I am implementing a SourceFunction, which reads Data from a Database.
The job should be able to be resumed if stopped or crushed (i.e savepoints and checkpoints) with the data being processed exactly once.
What I have so far:
#SerialVersionUID(1L)
class JDBCSource(private val waitTimeMs: Long) extends
RichParallelSourceFunction[Event] with StoppableFunction with LazyLogging{
#transient var client: PostGreClient = _
#volatile var isRunning: Boolean = true
val DEFAULT_WAIT_TIME_MS = 1000
def this(clientConfig: Serializable) =
this(clientConfig, DEFAULT_WAIT_TIME_MS)
override def stop(): Unit = {
this.isRunning = false
}
override def open(parameters: Configuration): Unit = {
super.open(parameters)
client = new JDBCClient
}
override def run(ctx: SourceFunction.SourceContext[Event]): Unit = {
while (isRunning){
val statement = client.getConnection.createStatement()
val resultSet = statement.executeQuery("SELECT name, timestamp FROM MYTABLE")
while (resultSet.next()) {
val event: String = resultSet.getString("name")
val timestamp: Long = resultSet.getLong("timestamp")

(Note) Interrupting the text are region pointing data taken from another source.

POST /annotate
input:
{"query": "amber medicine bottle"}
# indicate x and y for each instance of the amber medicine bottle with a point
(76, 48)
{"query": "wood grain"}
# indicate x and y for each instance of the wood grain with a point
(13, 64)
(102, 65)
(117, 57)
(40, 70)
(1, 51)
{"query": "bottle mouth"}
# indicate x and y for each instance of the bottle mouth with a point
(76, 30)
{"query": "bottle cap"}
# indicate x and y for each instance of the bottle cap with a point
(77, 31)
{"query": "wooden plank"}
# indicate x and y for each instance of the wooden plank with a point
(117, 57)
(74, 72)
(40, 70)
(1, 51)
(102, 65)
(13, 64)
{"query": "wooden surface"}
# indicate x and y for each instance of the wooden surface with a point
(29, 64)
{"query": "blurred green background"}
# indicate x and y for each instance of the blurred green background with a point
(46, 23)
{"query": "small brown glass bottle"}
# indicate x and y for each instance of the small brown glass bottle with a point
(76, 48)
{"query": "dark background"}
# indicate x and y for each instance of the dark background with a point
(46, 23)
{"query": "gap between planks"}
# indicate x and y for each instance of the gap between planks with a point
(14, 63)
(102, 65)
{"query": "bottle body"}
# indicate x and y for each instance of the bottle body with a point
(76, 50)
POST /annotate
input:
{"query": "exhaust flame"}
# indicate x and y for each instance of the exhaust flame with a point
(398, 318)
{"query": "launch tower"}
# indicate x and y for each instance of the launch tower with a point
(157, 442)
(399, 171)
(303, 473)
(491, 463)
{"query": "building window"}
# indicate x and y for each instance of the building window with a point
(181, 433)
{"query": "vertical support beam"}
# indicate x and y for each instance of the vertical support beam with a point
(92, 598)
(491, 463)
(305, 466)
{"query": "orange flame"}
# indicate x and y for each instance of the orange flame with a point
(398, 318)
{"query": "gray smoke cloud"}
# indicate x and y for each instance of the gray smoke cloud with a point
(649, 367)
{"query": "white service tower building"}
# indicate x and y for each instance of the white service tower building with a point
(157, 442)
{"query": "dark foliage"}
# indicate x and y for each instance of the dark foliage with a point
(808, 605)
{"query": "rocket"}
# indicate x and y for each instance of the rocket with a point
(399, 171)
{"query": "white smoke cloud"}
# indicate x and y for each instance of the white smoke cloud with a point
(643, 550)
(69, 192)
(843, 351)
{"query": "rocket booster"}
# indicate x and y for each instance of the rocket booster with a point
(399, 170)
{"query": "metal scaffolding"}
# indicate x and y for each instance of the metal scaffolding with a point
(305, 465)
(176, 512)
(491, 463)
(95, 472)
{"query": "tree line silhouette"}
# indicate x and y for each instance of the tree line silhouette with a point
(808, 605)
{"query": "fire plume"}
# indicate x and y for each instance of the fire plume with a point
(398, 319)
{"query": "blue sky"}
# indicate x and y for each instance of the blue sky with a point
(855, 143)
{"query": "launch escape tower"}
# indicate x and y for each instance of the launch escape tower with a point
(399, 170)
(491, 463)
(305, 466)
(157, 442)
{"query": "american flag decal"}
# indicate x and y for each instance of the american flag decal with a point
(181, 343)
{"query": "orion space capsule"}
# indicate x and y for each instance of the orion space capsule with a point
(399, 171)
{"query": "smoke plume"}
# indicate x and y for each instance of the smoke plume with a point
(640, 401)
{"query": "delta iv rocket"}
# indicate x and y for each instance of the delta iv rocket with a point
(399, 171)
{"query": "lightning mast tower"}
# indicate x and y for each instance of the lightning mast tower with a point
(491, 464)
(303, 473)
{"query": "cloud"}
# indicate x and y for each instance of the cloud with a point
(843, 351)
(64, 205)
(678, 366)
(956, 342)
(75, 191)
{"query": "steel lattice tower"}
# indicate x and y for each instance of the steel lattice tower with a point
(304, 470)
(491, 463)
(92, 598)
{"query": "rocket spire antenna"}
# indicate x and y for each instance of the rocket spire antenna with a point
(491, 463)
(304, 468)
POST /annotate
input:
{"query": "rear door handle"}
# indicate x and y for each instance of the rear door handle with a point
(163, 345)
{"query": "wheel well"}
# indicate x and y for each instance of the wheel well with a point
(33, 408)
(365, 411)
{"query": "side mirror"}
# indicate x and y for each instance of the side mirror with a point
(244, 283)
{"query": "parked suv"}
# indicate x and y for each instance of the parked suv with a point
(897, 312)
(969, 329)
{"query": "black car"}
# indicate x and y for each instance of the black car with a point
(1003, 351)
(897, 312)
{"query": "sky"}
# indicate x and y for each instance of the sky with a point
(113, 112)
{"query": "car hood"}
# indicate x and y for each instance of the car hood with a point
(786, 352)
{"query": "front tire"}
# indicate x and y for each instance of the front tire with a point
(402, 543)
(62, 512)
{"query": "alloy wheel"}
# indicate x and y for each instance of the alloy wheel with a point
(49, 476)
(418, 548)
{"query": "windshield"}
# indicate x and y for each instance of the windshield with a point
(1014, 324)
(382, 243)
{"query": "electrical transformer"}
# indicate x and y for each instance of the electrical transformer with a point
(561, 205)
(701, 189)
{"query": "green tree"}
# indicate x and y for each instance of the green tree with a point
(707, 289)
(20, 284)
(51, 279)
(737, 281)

ctx.collectWithTimestamp(new Event(name, timestamp), timestamp)
}
}
}
override def cancel(): Unit = {
isRunning = false
}
}
How can I make sure to only get the rows of the database which aren't processed yet?
I assumed the ctx variable would have some information about the current watermark so that I could change my query to something like:
select name, timestamp from myTable where timestamp > ctx.getCurrentWaterMark
But it doesn't have any relevant methods for me. Any Ideas how to solve this problem would be appreciated
You have to implement CheckpointedFunction so that you can manage checkpointing by yourself. The documentation of the interface is pretty comprehensive but if you need an example I advise you to take a look at an example.
In essence, your function must implement CheckpointedFunction#snapshotState to store the state you need using Flink's managed state and then, when performing a restore, it will read that same state in CheckpointedFunction#initializeState.